Several alternative interpretations of these results come to mind. Perhaps memory decays during the day because, while awake, the brain accumulates toxic substances that are eliminated during sleep; or perhaps memory suffers from interference with other events that occur in the interval between learning and testing, which does not happen during sleep. But these alternatives were definitively rejected in 1994, when Israeli researchers demonstrated that sleep causes additional learning: without any extra training, cognitive and motor performance improved after a period of sleep.9 The experiment was simple. During the day, volunteers learned to detect a bar at a specific point on the retina. Their performance improved slowly, and it plateaued after a few hours of training: the limit seemed to have been reached. Send the participants to sleep, however, and surprise: when they wake up the next morning, their performance is much improved, and remains so throughout the following days. Sleep demonstrably causes the extra learning, because if we wake subjects up during the night each time they enter REM sleep, they show no improvement in the morning.

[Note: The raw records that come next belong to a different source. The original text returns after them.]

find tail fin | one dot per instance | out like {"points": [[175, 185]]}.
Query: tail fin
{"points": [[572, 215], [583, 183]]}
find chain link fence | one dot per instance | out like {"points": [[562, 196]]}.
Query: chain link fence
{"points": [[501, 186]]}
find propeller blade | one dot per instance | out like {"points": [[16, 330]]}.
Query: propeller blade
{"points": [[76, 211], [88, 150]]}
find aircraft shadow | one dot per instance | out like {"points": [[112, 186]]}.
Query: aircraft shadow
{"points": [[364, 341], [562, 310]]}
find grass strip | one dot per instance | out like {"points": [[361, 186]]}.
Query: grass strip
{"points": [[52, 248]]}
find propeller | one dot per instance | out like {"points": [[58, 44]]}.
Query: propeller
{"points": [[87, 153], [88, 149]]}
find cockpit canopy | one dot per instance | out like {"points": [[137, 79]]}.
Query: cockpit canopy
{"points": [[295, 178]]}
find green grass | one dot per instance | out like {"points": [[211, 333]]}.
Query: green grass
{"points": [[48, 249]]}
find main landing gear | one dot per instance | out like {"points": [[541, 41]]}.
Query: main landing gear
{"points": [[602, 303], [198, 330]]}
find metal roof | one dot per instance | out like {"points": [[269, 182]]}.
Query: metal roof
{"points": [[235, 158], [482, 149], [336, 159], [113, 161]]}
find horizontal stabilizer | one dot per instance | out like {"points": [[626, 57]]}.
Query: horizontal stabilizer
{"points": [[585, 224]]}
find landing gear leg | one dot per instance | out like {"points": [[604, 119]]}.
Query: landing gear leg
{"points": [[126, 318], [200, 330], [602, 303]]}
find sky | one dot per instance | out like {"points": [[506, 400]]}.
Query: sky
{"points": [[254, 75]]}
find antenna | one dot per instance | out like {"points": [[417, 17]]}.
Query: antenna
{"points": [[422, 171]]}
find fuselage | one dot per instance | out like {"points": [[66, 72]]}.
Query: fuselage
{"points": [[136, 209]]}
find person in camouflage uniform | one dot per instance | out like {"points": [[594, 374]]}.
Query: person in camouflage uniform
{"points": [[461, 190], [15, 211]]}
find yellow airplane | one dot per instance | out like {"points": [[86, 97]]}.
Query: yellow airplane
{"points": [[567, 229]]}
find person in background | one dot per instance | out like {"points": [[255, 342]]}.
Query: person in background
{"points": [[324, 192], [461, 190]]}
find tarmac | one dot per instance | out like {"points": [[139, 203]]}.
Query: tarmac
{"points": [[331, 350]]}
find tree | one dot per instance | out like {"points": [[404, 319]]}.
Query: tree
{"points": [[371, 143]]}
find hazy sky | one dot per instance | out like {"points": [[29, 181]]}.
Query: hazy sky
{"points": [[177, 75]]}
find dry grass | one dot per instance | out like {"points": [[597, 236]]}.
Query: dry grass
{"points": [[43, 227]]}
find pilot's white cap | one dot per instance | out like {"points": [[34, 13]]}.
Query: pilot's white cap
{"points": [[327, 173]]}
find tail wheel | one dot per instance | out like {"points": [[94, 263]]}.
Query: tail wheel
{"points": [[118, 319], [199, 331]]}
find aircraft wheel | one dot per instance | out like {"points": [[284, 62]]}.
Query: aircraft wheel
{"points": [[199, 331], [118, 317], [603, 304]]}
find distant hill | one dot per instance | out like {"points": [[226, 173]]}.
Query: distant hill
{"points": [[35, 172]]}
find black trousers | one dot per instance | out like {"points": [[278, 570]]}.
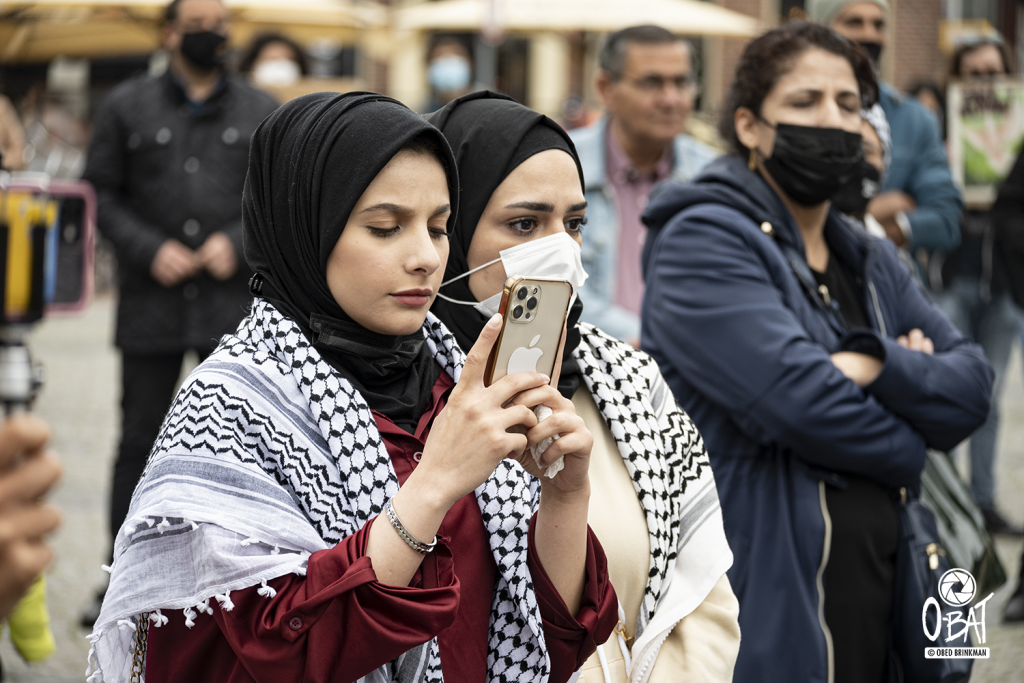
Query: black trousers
{"points": [[146, 391]]}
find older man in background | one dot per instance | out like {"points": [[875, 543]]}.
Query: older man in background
{"points": [[648, 87], [919, 206], [168, 159]]}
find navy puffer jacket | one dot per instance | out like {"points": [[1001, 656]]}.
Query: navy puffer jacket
{"points": [[745, 348]]}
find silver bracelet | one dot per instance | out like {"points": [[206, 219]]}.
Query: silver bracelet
{"points": [[411, 541]]}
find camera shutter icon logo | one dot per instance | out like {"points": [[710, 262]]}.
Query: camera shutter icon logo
{"points": [[956, 588]]}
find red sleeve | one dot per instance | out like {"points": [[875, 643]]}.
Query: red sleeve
{"points": [[571, 639], [337, 624]]}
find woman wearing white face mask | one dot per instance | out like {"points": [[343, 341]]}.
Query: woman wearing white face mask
{"points": [[653, 501], [274, 60]]}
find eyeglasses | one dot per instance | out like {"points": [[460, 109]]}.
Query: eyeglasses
{"points": [[650, 84]]}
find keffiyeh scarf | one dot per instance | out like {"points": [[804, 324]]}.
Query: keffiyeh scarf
{"points": [[267, 456], [668, 463]]}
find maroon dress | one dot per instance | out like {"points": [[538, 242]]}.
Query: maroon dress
{"points": [[338, 623]]}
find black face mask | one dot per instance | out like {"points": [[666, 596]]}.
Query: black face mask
{"points": [[205, 49], [852, 198], [810, 164], [873, 50]]}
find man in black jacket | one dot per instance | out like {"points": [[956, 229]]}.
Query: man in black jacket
{"points": [[168, 159]]}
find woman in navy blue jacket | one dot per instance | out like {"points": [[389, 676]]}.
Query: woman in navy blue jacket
{"points": [[813, 365]]}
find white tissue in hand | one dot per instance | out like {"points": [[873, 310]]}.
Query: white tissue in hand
{"points": [[543, 413]]}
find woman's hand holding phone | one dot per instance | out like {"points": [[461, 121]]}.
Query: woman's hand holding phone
{"points": [[573, 443], [471, 435]]}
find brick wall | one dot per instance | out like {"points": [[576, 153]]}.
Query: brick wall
{"points": [[733, 47], [914, 42]]}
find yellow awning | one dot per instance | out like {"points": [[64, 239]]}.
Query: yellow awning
{"points": [[684, 16], [41, 30]]}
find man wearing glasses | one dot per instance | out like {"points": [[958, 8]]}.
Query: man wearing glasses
{"points": [[168, 159], [648, 87]]}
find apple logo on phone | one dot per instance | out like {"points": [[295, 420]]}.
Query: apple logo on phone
{"points": [[524, 359]]}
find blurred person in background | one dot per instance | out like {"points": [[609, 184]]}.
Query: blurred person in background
{"points": [[932, 98], [816, 370], [853, 198], [1008, 220], [450, 72], [273, 59], [12, 140], [919, 205], [28, 471], [647, 83], [168, 160], [971, 288]]}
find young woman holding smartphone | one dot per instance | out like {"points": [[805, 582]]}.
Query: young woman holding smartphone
{"points": [[653, 503], [332, 496]]}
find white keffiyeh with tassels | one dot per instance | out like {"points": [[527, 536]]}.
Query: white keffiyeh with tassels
{"points": [[267, 456]]}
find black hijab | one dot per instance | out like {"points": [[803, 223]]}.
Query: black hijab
{"points": [[309, 163], [491, 134]]}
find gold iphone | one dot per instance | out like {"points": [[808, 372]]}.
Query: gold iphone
{"points": [[534, 311]]}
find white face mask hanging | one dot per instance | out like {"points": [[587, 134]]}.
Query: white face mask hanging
{"points": [[556, 256]]}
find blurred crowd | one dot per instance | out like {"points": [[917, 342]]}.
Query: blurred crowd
{"points": [[809, 282]]}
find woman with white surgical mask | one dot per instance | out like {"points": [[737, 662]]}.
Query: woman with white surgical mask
{"points": [[522, 210], [273, 60]]}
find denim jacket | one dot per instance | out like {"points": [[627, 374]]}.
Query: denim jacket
{"points": [[600, 238]]}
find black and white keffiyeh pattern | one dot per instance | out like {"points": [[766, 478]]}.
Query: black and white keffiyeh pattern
{"points": [[267, 456], [664, 455]]}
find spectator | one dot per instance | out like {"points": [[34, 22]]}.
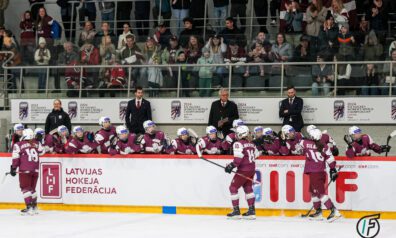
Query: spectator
{"points": [[87, 35], [180, 10], [87, 9], [166, 12], [217, 50], [293, 18], [291, 108], [220, 12], [42, 56], [142, 16], [122, 37], [238, 8], [370, 81], [27, 38], [282, 50], [124, 10], [138, 111], [43, 26], [231, 32], [107, 12], [223, 112], [205, 73], [68, 20], [303, 52], [315, 17], [35, 5], [162, 35], [57, 118], [322, 77], [189, 30]]}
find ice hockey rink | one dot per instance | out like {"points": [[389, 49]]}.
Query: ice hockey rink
{"points": [[115, 225]]}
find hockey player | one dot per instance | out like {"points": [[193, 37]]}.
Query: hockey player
{"points": [[184, 143], [210, 144], [326, 140], [16, 136], [360, 144], [26, 156], [316, 157], [153, 142], [289, 140], [245, 154], [231, 138], [82, 142], [105, 136], [125, 143]]}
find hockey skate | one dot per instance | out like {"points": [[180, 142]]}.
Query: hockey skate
{"points": [[250, 214], [235, 214], [334, 215], [317, 215]]}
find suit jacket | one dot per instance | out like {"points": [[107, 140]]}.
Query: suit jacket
{"points": [[135, 117], [218, 112], [293, 117]]}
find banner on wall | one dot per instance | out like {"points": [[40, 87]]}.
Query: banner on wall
{"points": [[196, 110], [149, 181]]}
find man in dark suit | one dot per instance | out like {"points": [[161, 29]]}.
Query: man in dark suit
{"points": [[138, 111], [223, 112], [291, 108]]}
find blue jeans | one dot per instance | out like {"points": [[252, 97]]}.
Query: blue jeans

Numerous studies have confirmed and extended these early discoveries.10 The amount of nightly gain varies according to the quality of sleep, which can be assessed by placing electrodes on the scalp and monitoring the slow waves that characterize deep sleep. Both the duration and the depth of sleep predict a person’s performance improvement upon waking. The relationship also operates in the converse direction: the need for sleep seems to depend on the amount of stimulation and learning that occurred during the previous day. In animals, a gene involved in cerebral plasticity, zif-268, increases its expression in the hippocampus and cortex during REM sleep, specifically when the animals were previously exposed to an enriched environment: the increased stimulation leads to a surge in nocturnal brain plasticity.11

The respective roles of the different stages of sleep are not yet perfectly established, but it seems that deep sleep allows for the consolidation and generalization of knowledge (what psychologists call semantic or declarative memory), while REM sleep, during which brain activity is close to a state of wakefulness, reinforces perceptual and motor learning (procedural memory).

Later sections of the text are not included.